Firstly, and most importantly, your title is incorrect. Idempotents are elements $x\in G$ such that $x^2=x$, and it is an exercise in elementary group theory that the only idempotent in a group is the identity. As has been mentioned in the comments, it looks like you mean to say involutions instead of idempotents, so I answer on this assumption.
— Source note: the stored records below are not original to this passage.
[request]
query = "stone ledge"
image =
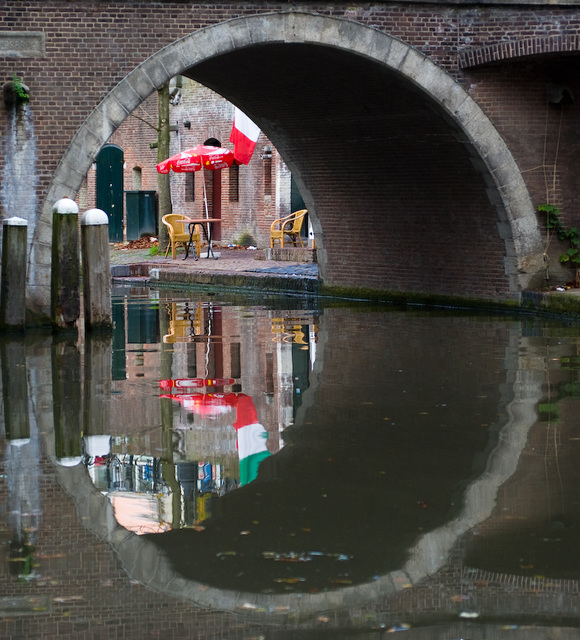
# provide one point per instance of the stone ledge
(290, 254)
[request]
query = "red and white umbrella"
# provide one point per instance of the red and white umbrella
(200, 157)
(205, 404)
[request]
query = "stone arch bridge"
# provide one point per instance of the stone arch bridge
(423, 136)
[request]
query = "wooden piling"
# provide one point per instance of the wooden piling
(96, 270)
(65, 269)
(13, 289)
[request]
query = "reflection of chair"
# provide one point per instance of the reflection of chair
(289, 226)
(179, 234)
(183, 323)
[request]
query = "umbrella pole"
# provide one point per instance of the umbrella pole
(205, 195)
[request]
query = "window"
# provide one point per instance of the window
(234, 175)
(190, 186)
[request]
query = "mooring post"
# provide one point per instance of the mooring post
(13, 290)
(96, 270)
(65, 269)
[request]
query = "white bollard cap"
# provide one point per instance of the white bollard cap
(94, 217)
(15, 222)
(98, 445)
(65, 205)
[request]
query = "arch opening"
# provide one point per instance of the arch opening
(401, 170)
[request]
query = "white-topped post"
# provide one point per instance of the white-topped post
(65, 304)
(96, 270)
(13, 290)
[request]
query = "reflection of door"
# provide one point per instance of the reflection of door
(110, 188)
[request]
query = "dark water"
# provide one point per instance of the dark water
(270, 468)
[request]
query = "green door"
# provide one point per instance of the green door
(110, 188)
(297, 203)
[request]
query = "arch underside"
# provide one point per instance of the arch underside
(401, 171)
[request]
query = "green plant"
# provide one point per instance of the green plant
(19, 90)
(554, 225)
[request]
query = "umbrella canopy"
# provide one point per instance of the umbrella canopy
(200, 157)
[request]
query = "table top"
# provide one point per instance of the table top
(200, 220)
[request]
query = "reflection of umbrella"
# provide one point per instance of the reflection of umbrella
(205, 404)
(188, 383)
(200, 157)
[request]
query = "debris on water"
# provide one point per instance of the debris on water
(290, 580)
(459, 598)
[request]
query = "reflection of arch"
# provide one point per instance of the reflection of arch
(516, 215)
(144, 562)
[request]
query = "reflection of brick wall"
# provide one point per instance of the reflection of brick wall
(87, 592)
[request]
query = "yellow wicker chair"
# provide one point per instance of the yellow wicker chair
(289, 226)
(179, 234)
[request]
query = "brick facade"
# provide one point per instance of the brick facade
(252, 196)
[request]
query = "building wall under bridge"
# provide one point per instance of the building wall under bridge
(422, 138)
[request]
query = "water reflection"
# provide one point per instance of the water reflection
(288, 462)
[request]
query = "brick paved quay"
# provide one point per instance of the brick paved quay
(244, 269)
(238, 268)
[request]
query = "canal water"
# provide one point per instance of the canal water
(285, 468)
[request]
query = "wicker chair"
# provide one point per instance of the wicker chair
(289, 226)
(179, 234)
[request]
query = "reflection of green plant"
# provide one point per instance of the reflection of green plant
(21, 93)
(548, 409)
(554, 225)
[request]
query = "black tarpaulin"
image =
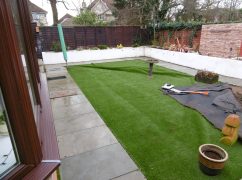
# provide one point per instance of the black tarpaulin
(215, 107)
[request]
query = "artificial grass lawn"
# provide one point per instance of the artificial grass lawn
(160, 135)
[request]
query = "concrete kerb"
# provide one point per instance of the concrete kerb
(222, 66)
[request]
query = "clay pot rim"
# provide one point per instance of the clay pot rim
(214, 160)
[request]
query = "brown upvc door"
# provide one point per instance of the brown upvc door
(15, 90)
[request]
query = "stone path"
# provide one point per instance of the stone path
(88, 149)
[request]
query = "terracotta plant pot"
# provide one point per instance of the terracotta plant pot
(212, 159)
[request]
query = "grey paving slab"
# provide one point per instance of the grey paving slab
(102, 164)
(72, 110)
(135, 175)
(85, 140)
(76, 123)
(63, 93)
(68, 100)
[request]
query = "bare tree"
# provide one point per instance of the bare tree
(53, 4)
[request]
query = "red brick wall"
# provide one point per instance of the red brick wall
(182, 35)
(221, 40)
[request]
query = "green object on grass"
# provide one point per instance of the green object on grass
(62, 40)
(161, 135)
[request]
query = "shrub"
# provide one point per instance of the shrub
(102, 46)
(1, 118)
(56, 46)
(94, 48)
(136, 45)
(206, 77)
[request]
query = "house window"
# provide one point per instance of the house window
(8, 153)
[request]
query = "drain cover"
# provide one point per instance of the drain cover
(56, 78)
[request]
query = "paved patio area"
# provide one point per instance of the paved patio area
(88, 149)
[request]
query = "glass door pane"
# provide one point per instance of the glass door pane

In general this is very possible, consider, for example, $4$ modulo $15$ (or indeed $(-1)^2=1$ always as is noted above). The important thing is that involutions are elements of order $2$. The general structure of $\mathbb{Z}/n\mathbb{Z}^\times$ is well known, (see e.g. the wikipedia page or most good introduction to groups/number theory books). I give it below:

Firstly, for an odd prime $p$ and positive integer $k$ we have $$\mathbb{Z}/p^k\mathbb{Z}^\times\cong \mathbb{Z}/(p^k-p^{k-1})\mathbb{Z}.$$

Secondly, at powers of $2$ we have $$\mathbb{Z}/2^k\mathbb{Z}^\times\cong \begin{cases} \{1\}&k=1\\ \mathbb{Z}/2&k=2\\ \mathbb{Z}/2\mathbb{Z}\times \mathbb{Z}/2^{k-2}\mathbb{Z} &k\geq 3 \end{cases}$$

The general case then follows from the Chinese remainder theorem, which says that if $n=\prod_{i=1}^rp_i^{k_i}$ is the unique prime decomposition of $n$ then $$\mathbb{Z}/n\mathbb{Z}^\times=\prod_{i=1}^r\mathbb{Z}/p_i^{k_i}\mathbb{Z}^\times$$

From the structure of the unit group as a product of cyclic groups in this way, it is easy to see how often (and even how many) involutions appear.